Truly beautiful plane. I built a scale model when I was a young lad.
Beautiful aircraft.
It's really not that hard to post an image...
One of the best models I ever built. Hopefully it’s in storage back in Georgia and I can clean it up and display it again someday.
There are good arguments that the three-man B-58, like the three-man earlier B-47, was bought as a “gee whiz” science project”, and that it was too short-range and too limited to be effective. The B-47 was bought in way too many number for its limited range and essentially one-way performance.
But, it was an effective, very high-speed aircraft, but absolutely needed an on-board flight computer to manage fuel weight and fuel distribution during flight. Its single fuel-tank-abomb needed improvements and changes if it were to be used conventionally.
Got phased out by McNamara under Johnson-Kennedy to pay for the Vietnam War. Where it could have been much more effective than the smaller supersonic jets that were used to drop dumb bombs randomly at low levels at invisible targets authorized from Washington using well-advertised identical route packages .

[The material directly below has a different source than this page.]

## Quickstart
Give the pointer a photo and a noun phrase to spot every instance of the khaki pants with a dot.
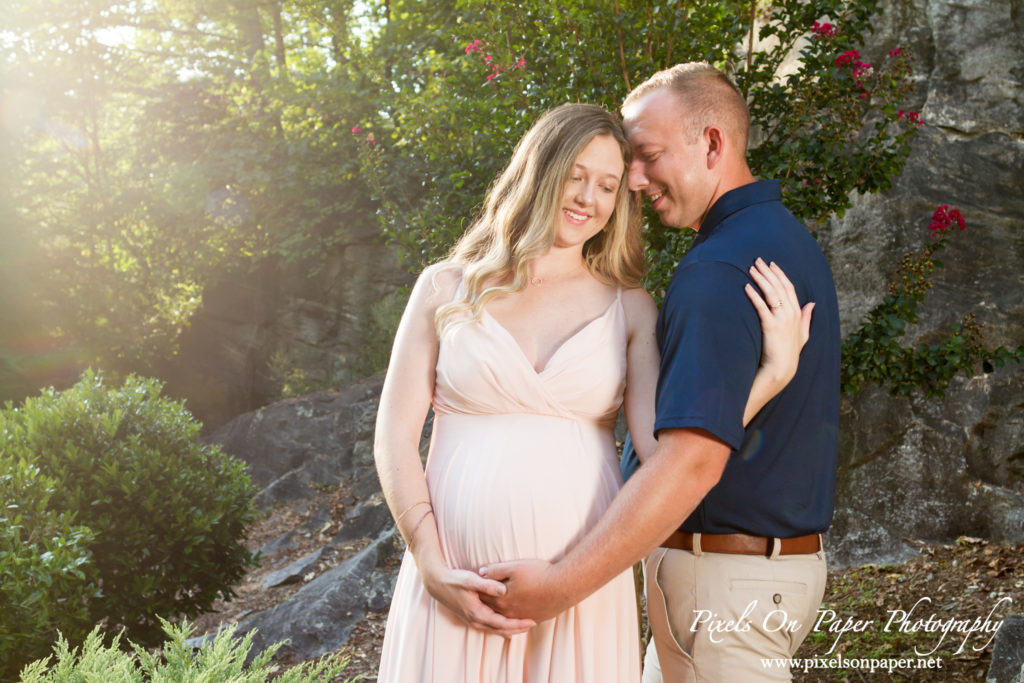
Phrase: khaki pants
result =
(714, 616)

It was a beauty to behold. I was a “GI Brat” in the 60’s, living on Otis AFB, when during an airshow, a B-58 was on static display. Since my father worked in “Base Operations”, I was lucky to see this magnificent bird fire up its four J79 engines, and execute an “alert takeoff”, as it left the base that Sunday afternoon. The only comparison would be to go watch on YouTube, “AgentJayZ” afterburner tests and imagine four of them at once.
I recall this plane. My instructors talked about it when I was in Air Force ROTC for a year, before I switched over to the Army.
They said it flew like a brick. Extremely tricky to land. It had terrible flight characteristics.
https://en.wikipedia.org/wiki/Convair_B-58_Hustler
I was privileged to see the B-58 fly out of Bunker Hill AFB
in the very early 60’s. A strikingly beautiful air craft.
- Jim Robinson
I saw lots of them at the SAC base in Little Rock. I worked on the KC-135.
The only surviving aircraft was on static display outside the main entrance gate to Air Force Plant #4 in Fort Worth, Texas. I passed it every morning on my way to work as a young engineer for General Dynamics (formerly Convair and now Lockheed Martin). One of the older enginners told me the rest were cut up as part of a treaty with the soviets.
Brig Gen James Stewart claimed that he joined the Mach-2 club in a B-58.
http://www.avgeekery.com/jimmy-stewart-joined-the-mach-2-club-in-a-b-58-hustler/
General Jimmy Stewart walks you through the B-58 Hustler’s virtues and reviews the many records she claimed in this memorable film.
https://www.youtube.com/watch?v=IYvsjGroa78
Got a plastic model of one for Christmas years ago. Remember the sonic booms they used to create flying out of our nearby air base
When they learned to downsize the bomb the plane became obsolete. A real beauty though.
It even had an inertial navigation system. Strikingly complex aircraft accomplished with strikingly primitive technology.